3 Problems I Have With Retirement Calculators
You’ll often hear that it’s important to build yourself a solid nest egg for retirement. And if you’ve been steadily pumping money into an IRA or 401(k) plan for that purpose, you may reach the point where you’re wondering: “Am I on track?”
The good news is that there are numerous online tools that can tell you that. Just do a search for “retirement calculator,” and you’ll get different options for plugging in numbers to see how your IRA or 401(k) plan balance stacks up.
But while those tools may seem helpful at first, they tend to have their share of shortcomings. Here are a few reasons I don’t like them at all.
1. They make assumptions about your spending habits
You’ll often hear that you can expect to need about 70% to 80% of your former income to get by in a comfortable manner during retirement. But if you don’t spend your entire income, that’s a different story. In fact, a better rule of thumb is to assume you’ll need 70% to 80% of what you spend during your working years, not earn.
Say you earn $200,000 a year but manage to live just fine on half of that. Most retirement calculators won’t account for that. Instead, they’ll assume you need somewhere in the ballpark of $140,000 to $160,000 a year during retirement when a much lower yearly income may be fine for you. So, based on that, you might put in some numbers using a retirement calculator and get a message along the lines of “Danger, you’re not going to have enough money later in life” that may be far from true.
2. They don’t always account for added sources of retirement income
The withdrawals you take from your IRA or 401(k) during retirement may end up being your primary income source. But that doesn’t mean they’ll be your only income source.

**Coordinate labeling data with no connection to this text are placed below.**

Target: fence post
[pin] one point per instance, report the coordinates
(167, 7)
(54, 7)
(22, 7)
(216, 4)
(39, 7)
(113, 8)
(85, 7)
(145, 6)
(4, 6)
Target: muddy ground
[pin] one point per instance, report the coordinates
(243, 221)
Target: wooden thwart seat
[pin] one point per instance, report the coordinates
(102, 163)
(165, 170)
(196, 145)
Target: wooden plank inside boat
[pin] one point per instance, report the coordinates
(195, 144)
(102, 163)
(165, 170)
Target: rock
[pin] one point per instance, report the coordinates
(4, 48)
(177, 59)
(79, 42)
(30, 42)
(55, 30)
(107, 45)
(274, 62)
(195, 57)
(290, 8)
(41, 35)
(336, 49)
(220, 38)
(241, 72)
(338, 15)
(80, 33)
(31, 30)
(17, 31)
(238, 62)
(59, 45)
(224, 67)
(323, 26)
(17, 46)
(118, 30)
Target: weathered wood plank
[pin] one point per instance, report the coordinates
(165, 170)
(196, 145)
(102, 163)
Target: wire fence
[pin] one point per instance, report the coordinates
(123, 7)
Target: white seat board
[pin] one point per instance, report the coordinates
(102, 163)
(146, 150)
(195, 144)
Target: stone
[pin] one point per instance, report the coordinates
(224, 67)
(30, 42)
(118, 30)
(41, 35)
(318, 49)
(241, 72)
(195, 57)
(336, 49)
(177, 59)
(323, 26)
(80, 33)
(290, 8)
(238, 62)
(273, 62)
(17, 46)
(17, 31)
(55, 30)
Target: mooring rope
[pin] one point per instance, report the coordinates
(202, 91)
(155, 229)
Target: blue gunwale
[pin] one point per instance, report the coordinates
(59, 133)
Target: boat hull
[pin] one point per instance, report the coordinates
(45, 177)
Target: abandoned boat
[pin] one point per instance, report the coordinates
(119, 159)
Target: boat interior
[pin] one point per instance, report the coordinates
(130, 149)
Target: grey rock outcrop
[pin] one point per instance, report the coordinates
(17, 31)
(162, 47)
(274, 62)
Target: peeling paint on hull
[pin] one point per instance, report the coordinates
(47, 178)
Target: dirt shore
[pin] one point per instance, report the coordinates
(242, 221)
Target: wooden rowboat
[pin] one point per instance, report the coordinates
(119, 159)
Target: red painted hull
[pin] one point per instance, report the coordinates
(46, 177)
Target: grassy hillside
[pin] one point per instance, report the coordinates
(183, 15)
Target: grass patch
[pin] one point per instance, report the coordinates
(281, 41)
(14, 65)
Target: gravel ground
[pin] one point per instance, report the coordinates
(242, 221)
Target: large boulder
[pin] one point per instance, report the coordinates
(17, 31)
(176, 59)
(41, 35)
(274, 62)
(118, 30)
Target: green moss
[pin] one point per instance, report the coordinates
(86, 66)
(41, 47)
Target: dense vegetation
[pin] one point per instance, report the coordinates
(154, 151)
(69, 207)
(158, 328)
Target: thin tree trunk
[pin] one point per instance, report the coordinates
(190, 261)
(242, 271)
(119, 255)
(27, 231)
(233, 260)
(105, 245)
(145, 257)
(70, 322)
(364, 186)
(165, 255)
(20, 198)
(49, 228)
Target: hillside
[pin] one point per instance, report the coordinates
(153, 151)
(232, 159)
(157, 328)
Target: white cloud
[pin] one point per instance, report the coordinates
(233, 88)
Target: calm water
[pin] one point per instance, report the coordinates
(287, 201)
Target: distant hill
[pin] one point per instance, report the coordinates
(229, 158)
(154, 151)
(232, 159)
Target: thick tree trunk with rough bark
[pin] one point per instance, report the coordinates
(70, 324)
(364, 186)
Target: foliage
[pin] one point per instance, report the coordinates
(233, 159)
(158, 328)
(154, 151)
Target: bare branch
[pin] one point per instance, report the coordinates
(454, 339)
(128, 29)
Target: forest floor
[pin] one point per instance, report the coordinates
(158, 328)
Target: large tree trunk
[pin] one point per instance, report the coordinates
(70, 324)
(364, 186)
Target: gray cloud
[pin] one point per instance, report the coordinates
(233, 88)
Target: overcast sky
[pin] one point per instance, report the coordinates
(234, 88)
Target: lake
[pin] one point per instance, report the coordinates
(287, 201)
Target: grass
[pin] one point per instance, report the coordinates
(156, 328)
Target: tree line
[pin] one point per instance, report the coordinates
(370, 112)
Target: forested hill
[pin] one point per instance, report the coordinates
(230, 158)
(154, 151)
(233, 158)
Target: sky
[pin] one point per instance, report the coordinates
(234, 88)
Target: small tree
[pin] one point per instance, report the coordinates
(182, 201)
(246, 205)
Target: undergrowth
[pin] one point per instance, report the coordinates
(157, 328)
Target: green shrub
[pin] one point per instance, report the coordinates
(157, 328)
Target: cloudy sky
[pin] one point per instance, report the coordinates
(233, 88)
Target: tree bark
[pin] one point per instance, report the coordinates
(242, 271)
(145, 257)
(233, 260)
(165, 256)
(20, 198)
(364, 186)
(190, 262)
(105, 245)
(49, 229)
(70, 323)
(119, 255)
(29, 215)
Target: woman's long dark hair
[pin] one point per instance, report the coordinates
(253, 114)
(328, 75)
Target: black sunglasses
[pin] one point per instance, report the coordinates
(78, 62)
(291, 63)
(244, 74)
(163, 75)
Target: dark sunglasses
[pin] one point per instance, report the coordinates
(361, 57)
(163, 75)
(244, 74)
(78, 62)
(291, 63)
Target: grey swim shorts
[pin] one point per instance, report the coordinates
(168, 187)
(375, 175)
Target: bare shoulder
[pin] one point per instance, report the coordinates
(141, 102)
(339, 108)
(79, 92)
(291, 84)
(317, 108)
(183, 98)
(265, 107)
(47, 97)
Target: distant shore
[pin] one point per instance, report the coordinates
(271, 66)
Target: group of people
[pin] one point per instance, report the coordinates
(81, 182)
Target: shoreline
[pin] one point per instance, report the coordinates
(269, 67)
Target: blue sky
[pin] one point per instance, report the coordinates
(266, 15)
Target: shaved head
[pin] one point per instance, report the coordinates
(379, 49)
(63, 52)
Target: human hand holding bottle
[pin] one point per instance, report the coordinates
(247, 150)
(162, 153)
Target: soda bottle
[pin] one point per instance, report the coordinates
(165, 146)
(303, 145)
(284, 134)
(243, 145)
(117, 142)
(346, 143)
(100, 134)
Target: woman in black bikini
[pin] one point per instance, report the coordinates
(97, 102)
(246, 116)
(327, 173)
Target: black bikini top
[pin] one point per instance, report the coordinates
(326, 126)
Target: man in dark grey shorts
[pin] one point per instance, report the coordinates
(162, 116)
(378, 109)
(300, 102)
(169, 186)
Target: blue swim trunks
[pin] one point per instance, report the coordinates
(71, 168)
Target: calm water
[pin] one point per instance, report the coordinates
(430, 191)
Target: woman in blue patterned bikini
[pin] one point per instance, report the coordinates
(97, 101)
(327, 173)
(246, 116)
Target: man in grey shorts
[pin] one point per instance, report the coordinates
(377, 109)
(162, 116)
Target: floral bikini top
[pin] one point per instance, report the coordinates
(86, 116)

Maybe you have a family business you’ll inherit or receive payouts from. Maybe you own an income property that can serve as an ongoing cash source during your senior years. Or maybe you’ll be entitled to a larger Social Security benefit than expected.
And speaking of Social Security, while some retirement calculators will factor future benefits into your income, those estimates are usually just guesses. As such, you don’t get a very clear picture of how much annual income you can look forward to.
3. Using them can be very demoralizing
Many people who save well for retirement input their numbers into online calculators only to be told they’re way off base and have a ton of catching up to do when that’s not really the case. But that can be a really upsetting, demoralizing thing. And frankly, if you’re doing a bang-up job of setting funds aside in your IRA or 401(k) plan, you don’t need that added stress.
There’s also the flipside. Some of these tools might tell you that you’re doing fine on the savings front when you do, in fact, have to catch up. That’s a dangerous thing.
Don’t put too much stock in retirement calculators
While retirement calculators are designed to be helpful, the unfortunate reality is that many just aren’t. Now to be fair, some of these tools are better than others, so it does pay to do some digging and try a few out. This tool, for example, lets you input extra data like your life expectancy and various retirement income sources, so you might get a more accurate estimate of how well you’re doing.
All told, don’t panic if you use a retirement calculator and get a warning that you’re way behind on the savings front. If you’re consistently setting aside a nice amount of money for the future, rely on that more so than what a calculator tells you.
But also sit down with a financial planner or advisor and get a professional’s opinion based on your specific goals and circumstances. Doing so might bring you the comfort you need if you’re worried your nest egg won’t cut it.
And if it turns out you are behind on savings, that person can give you concrete advice on how to ramp up. An online calculator, on the other hand, might spit back something like “You’ll need an extra $1.2 million if you want to enjoy your retirement,” and that’s apt to be far from helpful.